I’ve gone into all this detail because of verse 27 in this epistle reading. Remember, it says that husbands are supposed to love their wives “just as Christ loved the church and gave himself up for her, in order to make her holy by cleansing her with the washing of water by the word, so as to present the church to himself in splendor, without a spot or wrinkle.” The writer is saying that Jesus loves the community of believers the way a groom loves his bride. For a wedding, a bride is first cleaned by washing, and then dressed up in splendid clothes, without a spot or wrinkle. When Christ died for us, this epistle writer is saying, he made us clean and holy, splendid and beautiful, without a spot or wrinkle.

The writer is saying that Godde loves us enough to marry us. This was not a new idea back then. The prophet Hosea compared Godde to a husband and ordinary people like you and me to a wife who doesn’t love her husband enough, who wants to go out and be a good-time girl and have fun instead of being nice and submissive and obedient. The Fourth Gospel is all about how in his earthly life Jesus was our messianic bridegroom.

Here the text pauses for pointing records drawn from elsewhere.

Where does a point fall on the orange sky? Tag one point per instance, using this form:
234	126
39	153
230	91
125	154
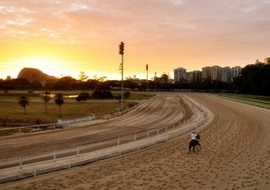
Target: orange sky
65	37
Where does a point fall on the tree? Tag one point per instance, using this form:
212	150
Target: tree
46	98
23	101
82	76
59	100
83	96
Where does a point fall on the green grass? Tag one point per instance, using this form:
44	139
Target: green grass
12	112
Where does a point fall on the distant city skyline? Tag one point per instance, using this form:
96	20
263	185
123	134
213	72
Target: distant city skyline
67	37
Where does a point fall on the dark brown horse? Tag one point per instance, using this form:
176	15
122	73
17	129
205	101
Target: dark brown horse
194	144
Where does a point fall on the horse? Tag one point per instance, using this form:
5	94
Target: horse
194	144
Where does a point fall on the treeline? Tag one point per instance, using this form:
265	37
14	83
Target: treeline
254	79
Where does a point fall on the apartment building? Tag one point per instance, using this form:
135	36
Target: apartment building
179	73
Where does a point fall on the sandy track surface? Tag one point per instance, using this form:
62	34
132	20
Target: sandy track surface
149	115
235	154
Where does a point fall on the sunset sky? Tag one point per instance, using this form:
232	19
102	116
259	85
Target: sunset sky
65	37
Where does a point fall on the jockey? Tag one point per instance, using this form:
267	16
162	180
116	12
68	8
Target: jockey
193	136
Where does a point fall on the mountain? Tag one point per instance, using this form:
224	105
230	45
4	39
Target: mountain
32	74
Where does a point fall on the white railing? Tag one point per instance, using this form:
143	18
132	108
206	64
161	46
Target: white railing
42	162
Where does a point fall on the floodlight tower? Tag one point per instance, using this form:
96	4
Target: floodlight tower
147	81
121	52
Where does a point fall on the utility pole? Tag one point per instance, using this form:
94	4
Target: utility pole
147	81
121	52
155	81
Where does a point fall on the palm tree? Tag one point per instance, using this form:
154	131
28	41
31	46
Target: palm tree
59	100
46	98
23	101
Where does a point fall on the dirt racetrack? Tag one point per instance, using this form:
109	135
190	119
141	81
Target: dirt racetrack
235	154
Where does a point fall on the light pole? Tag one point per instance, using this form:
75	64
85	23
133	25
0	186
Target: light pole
155	81
121	52
147	81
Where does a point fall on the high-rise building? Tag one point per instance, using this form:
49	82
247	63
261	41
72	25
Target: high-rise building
226	74
206	73
179	74
236	71
215	72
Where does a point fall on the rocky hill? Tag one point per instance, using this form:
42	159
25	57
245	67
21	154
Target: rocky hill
32	74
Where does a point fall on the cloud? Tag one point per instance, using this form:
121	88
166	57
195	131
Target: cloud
201	31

Godde loves us intimately and intensely, as intensely as a husband ought to love his wife, as a wife ought to love her husband. Earlier in Ephesians, in verses we heard two weeks ago, the writer says, “Therefore be imitators of Godde, beloved children, and live in love, as Christ loved us and gave himself up for us.” And in today’s reading, he says that a husband should love his wife just as Christ loved the church and gave himself up for her.

The writer tells wives that they have to respect their husbands, but he tells husbands they’re supposed to love their wives so much they’d be willing to die for them. He’s saying, “Your wife would starve to death without you to take care of her. Love your neighbor as much as you love yourself. Love your wife as much as you love yourself. Wives, respect your husbands. Husbands, love your wives so deeply that if necessary you would die for her.” And not by e- mail.

Today, almost two thousand years after the letter to the Ephesians was written, our world and our culture have changed dramatically. And we’re not going back. I don’t think that even the Southern Baptists are going to want to make it illegal for a woman to know how to read and write, or illegal for a woman to work outside the home. I don’t think even the Southern Baptists are going to say that a wedding has to last at least a week, and that the groom’s family has to give every single wedding guest a present that is as expensive as a new car.

I don’t think Godde wants us to turn off our brains, just because we’re Christians. I don’t think that just because the human man who wrote the letter to the Ephesians lived in a world where men were in charge of everything and women either did as they were told or became prostitutes, that’s the kind of world we ought to want for ourselves. Just because the holy scriptures were written in a certain world, that doesn’t mean that THAT WORLD was holy. Only Godde is perfect. ONLY Godde is perfect.

I think that Godde loves us intimately, intensely, unconditionally, the way a husband should love his wife and the way a wife should love her husband. We should treat each other with respect and dignity. And we should imitate God’s love. We should walk in love, LIVE in love, because Christ loves us enough to be willing to die for us. It doesn’t get any more beautiful than that.